The most immediate token is the infectious, wizened and unconventional vocals – Trevor is our Marianne Faithful, if Marianne Faithful could sing, his vocals crack the very infrastructure of your soul, while Hannah-Lou compliments the concoction with her birdsong, ethereal quality. They could be singing about putting the rubbish out – or indeed making a cup of tea – and it would still resonate the importance of the tales and fables your Grandmother used to tell you. This in itself, from two 20-something-year-olds, is an accomplishment.

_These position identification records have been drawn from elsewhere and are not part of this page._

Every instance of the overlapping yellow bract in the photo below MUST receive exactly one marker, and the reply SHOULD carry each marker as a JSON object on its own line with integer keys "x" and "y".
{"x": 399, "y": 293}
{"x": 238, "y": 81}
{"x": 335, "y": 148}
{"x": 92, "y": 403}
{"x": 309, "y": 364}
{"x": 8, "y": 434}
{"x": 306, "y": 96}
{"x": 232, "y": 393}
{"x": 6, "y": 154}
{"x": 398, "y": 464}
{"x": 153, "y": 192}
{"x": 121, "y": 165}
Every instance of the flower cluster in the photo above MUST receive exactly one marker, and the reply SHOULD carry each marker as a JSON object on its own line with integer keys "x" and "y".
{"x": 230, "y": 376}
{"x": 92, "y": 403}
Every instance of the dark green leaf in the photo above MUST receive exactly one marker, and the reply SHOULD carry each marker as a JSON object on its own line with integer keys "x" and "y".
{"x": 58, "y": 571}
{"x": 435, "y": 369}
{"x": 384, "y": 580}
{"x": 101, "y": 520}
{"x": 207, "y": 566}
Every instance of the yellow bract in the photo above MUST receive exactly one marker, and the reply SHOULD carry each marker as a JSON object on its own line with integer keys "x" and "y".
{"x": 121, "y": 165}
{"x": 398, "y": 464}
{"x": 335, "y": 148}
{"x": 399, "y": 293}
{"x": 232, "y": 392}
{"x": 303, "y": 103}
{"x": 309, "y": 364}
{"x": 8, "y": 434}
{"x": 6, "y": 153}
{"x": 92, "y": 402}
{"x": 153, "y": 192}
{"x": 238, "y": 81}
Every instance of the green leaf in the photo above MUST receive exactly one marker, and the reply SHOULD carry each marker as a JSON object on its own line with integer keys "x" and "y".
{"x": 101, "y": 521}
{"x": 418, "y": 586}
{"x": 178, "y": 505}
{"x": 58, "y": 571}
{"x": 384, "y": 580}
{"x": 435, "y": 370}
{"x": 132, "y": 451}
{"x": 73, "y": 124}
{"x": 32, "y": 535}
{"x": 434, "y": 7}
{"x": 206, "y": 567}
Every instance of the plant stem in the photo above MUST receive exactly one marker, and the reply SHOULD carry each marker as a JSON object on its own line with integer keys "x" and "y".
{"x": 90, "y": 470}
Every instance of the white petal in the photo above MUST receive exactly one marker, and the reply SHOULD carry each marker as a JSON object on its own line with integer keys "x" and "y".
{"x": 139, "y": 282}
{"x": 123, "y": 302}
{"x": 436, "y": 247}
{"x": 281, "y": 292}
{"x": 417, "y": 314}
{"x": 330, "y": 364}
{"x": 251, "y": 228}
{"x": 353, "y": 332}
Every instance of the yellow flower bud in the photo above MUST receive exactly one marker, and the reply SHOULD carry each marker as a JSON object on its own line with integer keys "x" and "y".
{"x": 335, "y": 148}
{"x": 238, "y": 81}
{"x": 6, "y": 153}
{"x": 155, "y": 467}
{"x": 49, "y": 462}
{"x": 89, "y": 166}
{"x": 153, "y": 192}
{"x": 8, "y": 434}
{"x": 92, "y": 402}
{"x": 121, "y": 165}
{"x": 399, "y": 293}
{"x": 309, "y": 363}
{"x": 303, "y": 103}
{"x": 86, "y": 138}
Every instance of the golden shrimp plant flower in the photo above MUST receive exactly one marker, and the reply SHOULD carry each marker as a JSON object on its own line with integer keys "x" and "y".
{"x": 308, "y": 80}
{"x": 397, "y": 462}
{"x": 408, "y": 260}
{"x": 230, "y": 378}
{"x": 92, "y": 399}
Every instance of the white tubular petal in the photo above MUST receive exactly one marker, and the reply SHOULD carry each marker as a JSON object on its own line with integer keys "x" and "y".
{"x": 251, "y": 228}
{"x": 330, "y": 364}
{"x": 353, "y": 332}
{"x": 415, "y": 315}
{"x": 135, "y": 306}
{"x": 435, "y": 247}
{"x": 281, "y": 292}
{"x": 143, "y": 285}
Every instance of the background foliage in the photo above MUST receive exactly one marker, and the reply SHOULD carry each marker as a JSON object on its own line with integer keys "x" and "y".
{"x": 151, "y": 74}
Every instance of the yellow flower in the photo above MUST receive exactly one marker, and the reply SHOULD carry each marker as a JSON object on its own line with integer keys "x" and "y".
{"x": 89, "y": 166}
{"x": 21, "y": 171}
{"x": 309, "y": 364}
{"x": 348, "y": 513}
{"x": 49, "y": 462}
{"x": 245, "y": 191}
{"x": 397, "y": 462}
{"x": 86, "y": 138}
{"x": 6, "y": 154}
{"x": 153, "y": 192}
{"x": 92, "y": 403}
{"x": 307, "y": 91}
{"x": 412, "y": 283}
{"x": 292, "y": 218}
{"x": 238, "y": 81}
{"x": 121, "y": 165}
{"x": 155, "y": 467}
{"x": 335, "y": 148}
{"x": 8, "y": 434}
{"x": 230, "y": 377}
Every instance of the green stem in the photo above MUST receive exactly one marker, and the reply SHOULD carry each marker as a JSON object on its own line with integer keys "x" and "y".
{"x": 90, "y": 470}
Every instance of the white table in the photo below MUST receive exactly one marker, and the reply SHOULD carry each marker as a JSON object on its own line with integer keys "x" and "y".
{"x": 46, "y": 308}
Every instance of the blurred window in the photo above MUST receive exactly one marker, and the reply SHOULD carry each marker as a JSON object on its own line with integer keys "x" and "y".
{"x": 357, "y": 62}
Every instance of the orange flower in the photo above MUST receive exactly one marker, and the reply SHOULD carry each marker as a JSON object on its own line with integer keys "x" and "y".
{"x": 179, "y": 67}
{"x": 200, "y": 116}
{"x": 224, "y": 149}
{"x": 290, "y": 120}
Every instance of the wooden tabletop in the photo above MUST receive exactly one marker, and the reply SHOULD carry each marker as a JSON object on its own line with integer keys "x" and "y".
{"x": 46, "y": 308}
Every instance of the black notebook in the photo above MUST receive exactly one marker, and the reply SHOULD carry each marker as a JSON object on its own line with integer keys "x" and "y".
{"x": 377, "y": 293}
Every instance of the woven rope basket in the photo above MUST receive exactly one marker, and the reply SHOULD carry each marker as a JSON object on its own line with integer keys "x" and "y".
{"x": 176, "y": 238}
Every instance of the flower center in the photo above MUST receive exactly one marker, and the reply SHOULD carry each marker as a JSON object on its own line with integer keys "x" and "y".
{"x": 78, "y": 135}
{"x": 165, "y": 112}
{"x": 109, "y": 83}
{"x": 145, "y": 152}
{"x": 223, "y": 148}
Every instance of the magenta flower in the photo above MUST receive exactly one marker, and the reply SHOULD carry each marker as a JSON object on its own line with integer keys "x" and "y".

References to root vegetables, umbrellas, teatime television and public libraries are scattered across every song, notably so on “One Wednesday in June”, “Concorde” and “Allotment Song”; they dissolve the memory of a long and testing family journey into the nostalgic glory of the innocence of childhood. This could be a very personal summary (my Dad used to play The Byrds while he cut the grass and my Mum picked blackberries with me every Sunday) but I’m positive the charms of these songs are magical, and possibly laced with some hypnotic medicine.
Most of the songs brandish the grizzled character of the 1950’s Beat Generation and the folk uprising that followed in America, but a few (“Sally Took the Ivory” and “Heaven Knows”) side-step into territory last patrolled by Fiona Bevan – haunting and lark-like. What all tracks have in common is a timelessness and superior quality that removes them far from contemporary competition. This goes some way to explain why other reviewers have struggled to properly peg the atmosphere of Loose Music – comparisons will not suffice. Trevor Moss and Hannah-Lou are past them.